How can automation ensure quality, consistency, and future-proofing?

By OEM Update Editorial April 8, 2024 6:58 pm

Industrial automation is a force driving efficiency and quality in the manufacturing sector. Sameer Mudhalwadkar, Sales Director APAC at Red Lion Controls, outlines automation’s transformative power while emphasising its role in data-driven operations, adaptability to future demands, and contributions to sustainability efforts.
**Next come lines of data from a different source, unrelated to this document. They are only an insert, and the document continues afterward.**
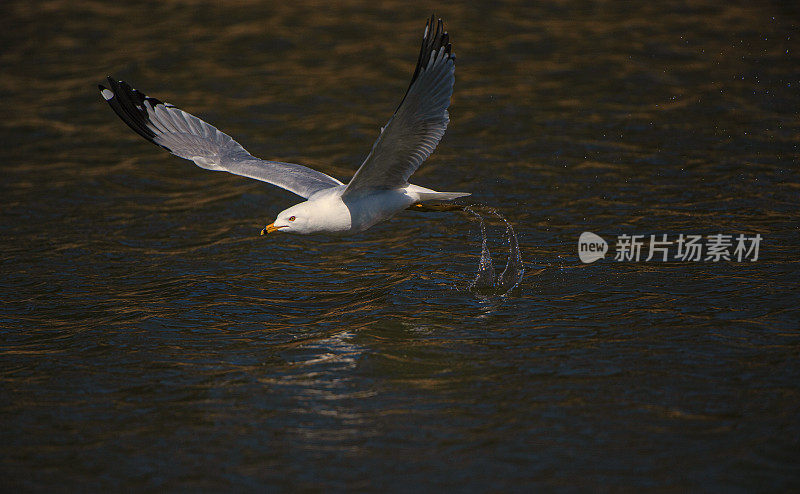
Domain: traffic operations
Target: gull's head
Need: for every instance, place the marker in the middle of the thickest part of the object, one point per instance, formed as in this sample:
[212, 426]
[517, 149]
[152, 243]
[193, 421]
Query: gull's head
[327, 214]
[296, 219]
Automation is crucial in enhancing product quality and consistency within manufacturing plants, with “data” encapsulating its essence. Automated systems efficiently monitor and record pertinent data points, offering transparent displays and maintaining historical records for analysis. In urgent scenarios, these systems promptly alert users via text or email when alarms are triggered, enabling swift response and resolution. They can autonomously adjust real-time processes to address deviations, ensuring sustained high levels of quality and consistency. The Factory Automation sector is experiencing rapid digital evolution, driven by smart sensors, digital control devices, and advanced drives and controls, which continuously generate production and performance data.

Remote system monitoring, easy data access, and robust data visualisation options are key advantages of implementing automation in a manufacturing plant. Automated systems often facilitate secure remote access and interaction with the system from anywhere worldwide, enabling quick and seamless access to data generated by the automated system. This data is precious, as it can be analysed for process improvements or factored into real-time calculations while also being visualised on a touchscreen interface for effortless monitoring and interaction. Overall, automation enables an enhanced level of access and control that can result in increased uptime, efficiency gains, and quality improvements.
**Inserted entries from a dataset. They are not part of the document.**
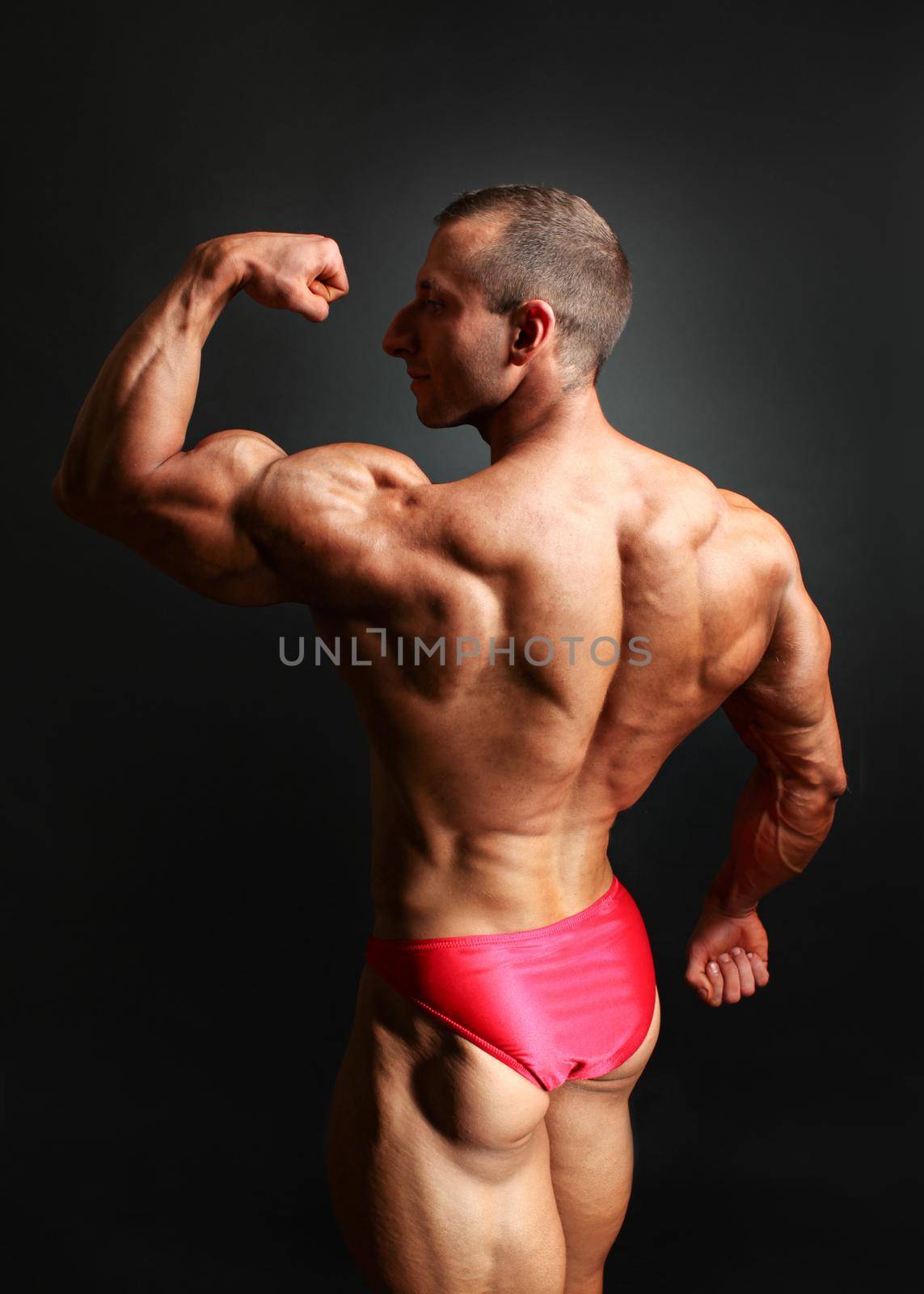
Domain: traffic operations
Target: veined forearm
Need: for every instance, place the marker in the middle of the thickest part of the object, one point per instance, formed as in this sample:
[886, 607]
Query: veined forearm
[778, 826]
[139, 408]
One way to describe the ability to be adaptable and flexible to changing production demands is “future-proofing”. When it comes to ensuring that automated systems are as future-proof as possible, several factors need consideration, such as compatibility with multiple communication protocols and devices, the ability to expand the communication capabilities of the system rapidly, and the ease of extending the input/output (I/O) capabilities of the system. By selecting the right hardware with this level of flexibility, users can ensure that their system will be adaptable and ready for many years of changing production demands.

When choosing automation technologies for a particular manufacturing process, there are several crucial factors to consider, some of which may vary depending on the process itself. Some general considerations include ensuring compatibility with existing devices/processes, being adaptable and prepared for future modifications or additions, and selecting durable hardware that is simple to configure. Regarding the challenge of adaptability and readiness for future changes, one solution is modular hardware, which allows users to easily enhance the communication or input/output (I/O) capabilities of a device on-site with minimal disruption to production.
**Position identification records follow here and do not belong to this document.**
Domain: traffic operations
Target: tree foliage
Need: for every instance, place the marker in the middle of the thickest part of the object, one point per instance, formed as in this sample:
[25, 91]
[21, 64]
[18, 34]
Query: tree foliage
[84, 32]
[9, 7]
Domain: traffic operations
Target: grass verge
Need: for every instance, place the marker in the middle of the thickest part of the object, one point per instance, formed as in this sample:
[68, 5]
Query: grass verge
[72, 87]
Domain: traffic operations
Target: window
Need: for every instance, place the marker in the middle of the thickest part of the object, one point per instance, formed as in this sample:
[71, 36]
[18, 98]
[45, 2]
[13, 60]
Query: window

Users should anticipate several challenges when incorporating automation into an established manufacturing process. For instance, manufacturing facilities typically possess multiple pieces of outdated hardware that may need to be compatible with modern protocols used by newer automation hardware. In such instances, users can employ a suitable protocol converter to surmount communication obstacles and attain extensive connectivity. Another noteworthy challenge pertains to operator training. Whenever modifications are introduced within a manufacturing setting, users should anticipate encountering a learning curve in operations and be prepared to tackle any unforeseen issues that may arise.

Recognising that automation technologies can support sustainability and environmental efforts within manufacturing plants is pertinent. One of the most impactful ways is through potential efficiency improvements. Automation typically involves collecting and analysing historical data, which can inform various system enhancements and enable real-time adjustments to enhance efficiency. These efficiency enhancements can manifest in ways such as reducing scrap rates and minimising the amount of raw materials required for a process, thereby making the entire process more sustainable and decreasing waste. As users increasingly adopt advanced automation technologies and leverage their data, these efficiency improvements are expected to persist.